Calculate the test statistic and compare it to the critical value.
Result: Determine whether to reject the null hypothesis based on the test statistic.

10. Time Series Analysis

10.1 Moving Averages

Moving averages smooth out short-term fluctuations and highlight longer-term trends in time series data. The simple moving average (SMA) for period \( t \) is:

\[ SMA_t = \frac{1}{n} \sum_{i=0}^{n-1} X_{t-i} \]

Example:

Calculate the 3-period moving average for the following time series: 10, 20, 30, 40, 50.

Compute the SMA for each period: \( SMA_3 = \frac{10 + 20 + 30}{3} = 20 \), \( SMA_4 = \frac{20 + 30 + 40}{3} = 30 \), etc.
Result: Moving averages are 20, 30, and 40.

11. Bayesian Statistics

11.1 Bayes' Theorem

Bayes' Theorem relates the conditional probability of event \( A \) given \( B \) to the conditional probability of \( B \) given \( A \), and the individual probabilities of \( A \) and \( B \):

\[ P(A \mid B) = \frac{P(B \mid A) P(A)}{P(B)} \]

Example:

If the probability of having a disease is 1%, the probability of testing positive given the disease is 90%, and the probability of testing positive without the disease is 5%, what is the probability of having the disease given a positive test result?

Use Bayes' Theorem to calculate: \( P(\text{disease} \mid \text{positive}) = \frac{0.9 \times 0.01}{0.9 \times 0.01 + 0.05 \times 0.99} = 0.154 \).
Result: \( P = 0.154 \) or 15.4%.

12. Sampling Methods

12.1 Simple Random Sampling

Simple random sampling is a method where each individual in the population has an equal chance of being selected.
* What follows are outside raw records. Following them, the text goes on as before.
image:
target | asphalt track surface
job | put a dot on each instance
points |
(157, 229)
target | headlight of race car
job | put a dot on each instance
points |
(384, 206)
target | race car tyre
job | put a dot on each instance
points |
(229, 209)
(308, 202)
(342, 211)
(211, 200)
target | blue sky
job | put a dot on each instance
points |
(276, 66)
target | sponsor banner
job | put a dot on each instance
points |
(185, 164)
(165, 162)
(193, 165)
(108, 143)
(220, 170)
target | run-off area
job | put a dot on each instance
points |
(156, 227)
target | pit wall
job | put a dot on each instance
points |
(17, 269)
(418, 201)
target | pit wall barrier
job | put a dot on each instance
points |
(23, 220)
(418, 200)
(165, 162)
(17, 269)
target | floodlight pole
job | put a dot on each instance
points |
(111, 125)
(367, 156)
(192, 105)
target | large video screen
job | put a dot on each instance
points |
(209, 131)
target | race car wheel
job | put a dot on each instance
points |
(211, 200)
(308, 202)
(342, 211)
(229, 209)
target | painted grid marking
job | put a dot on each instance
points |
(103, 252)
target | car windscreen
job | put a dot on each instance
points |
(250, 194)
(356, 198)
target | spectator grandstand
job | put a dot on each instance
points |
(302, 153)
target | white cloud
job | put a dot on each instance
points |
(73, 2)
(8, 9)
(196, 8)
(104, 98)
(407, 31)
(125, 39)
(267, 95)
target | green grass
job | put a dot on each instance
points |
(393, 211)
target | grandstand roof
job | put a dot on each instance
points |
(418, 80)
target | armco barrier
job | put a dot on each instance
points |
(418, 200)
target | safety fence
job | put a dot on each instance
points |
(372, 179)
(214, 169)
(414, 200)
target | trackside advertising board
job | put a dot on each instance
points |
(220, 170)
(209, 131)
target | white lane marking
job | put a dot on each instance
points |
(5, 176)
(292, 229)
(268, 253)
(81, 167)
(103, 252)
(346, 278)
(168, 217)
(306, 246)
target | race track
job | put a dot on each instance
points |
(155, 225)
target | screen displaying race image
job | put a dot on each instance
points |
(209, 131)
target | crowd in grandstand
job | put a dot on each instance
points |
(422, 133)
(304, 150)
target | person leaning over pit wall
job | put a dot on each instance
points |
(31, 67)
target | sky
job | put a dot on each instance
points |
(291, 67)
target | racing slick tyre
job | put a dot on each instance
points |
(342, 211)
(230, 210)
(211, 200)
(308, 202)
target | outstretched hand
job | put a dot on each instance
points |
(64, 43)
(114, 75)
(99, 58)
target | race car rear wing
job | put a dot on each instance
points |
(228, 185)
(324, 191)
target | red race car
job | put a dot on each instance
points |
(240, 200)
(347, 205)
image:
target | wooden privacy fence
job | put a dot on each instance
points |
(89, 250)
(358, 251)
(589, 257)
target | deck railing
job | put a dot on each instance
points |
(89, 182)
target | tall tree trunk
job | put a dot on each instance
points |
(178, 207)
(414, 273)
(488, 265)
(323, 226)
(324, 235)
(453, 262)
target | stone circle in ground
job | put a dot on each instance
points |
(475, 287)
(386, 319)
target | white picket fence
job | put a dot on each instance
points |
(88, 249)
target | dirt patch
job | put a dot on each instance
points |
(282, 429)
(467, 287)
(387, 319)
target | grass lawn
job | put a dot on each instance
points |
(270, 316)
It is the most basic sampling technique.

Example:

Select 5 students randomly from a class of 30.

Use a random number generator to select 5 unique numbers between 1 and 30.
Select the corresponding students based on the generated numbers.
Result: 5 randomly selected students.

13. Central Limit Theorem

13.1 Central Limit Theorem

The Central Limit Theorem states that the distribution of the sample mean will approach a normal distribution as the sample size increases, regardless of the population's distribution, provided the sample size is sufficiently large.

Example:

Explain how the Central Limit Theorem applies to the average heights of a large sample of students.

Even if the population of heights is not normally distributed, the distribution of the sample mean will be approximately normal for a large sample size.
Result: The sample mean can be treated as normally distributed due to the Central Limit Theorem.

14. Experimental Design

14.1 Randomized Controlled Trials (RCT)

Randomized Controlled Trials (RCT) are experiments where participants are randomly assigned to different treatment groups to test the effect of an intervention.

Example:

Design an RCT to test the effectiveness of a new educational method on student performance.

Randomly assign students to a control group and a treatment group.
Apply the new educational method to the treatment group.
Compare the performance of the two groups using statistical analysis.
Result: Determine whether the new method significantly improves performance.

15. Quality Control

15.1 Control Charts

Control charts are used in quality control to monitor whether a process is in statistical control. Common types include X-bar charts (for the mean) and R-charts (for range).

Example:

Create an X-bar chart to monitor the diameter of manufactured bolts.

Calculate the mean diameter for each sample.
Plot the means on the X-bar chart with control limits.
Interpret the chart to determine if the process is in control.
Result: Detect any signals indicating that the process is out of control.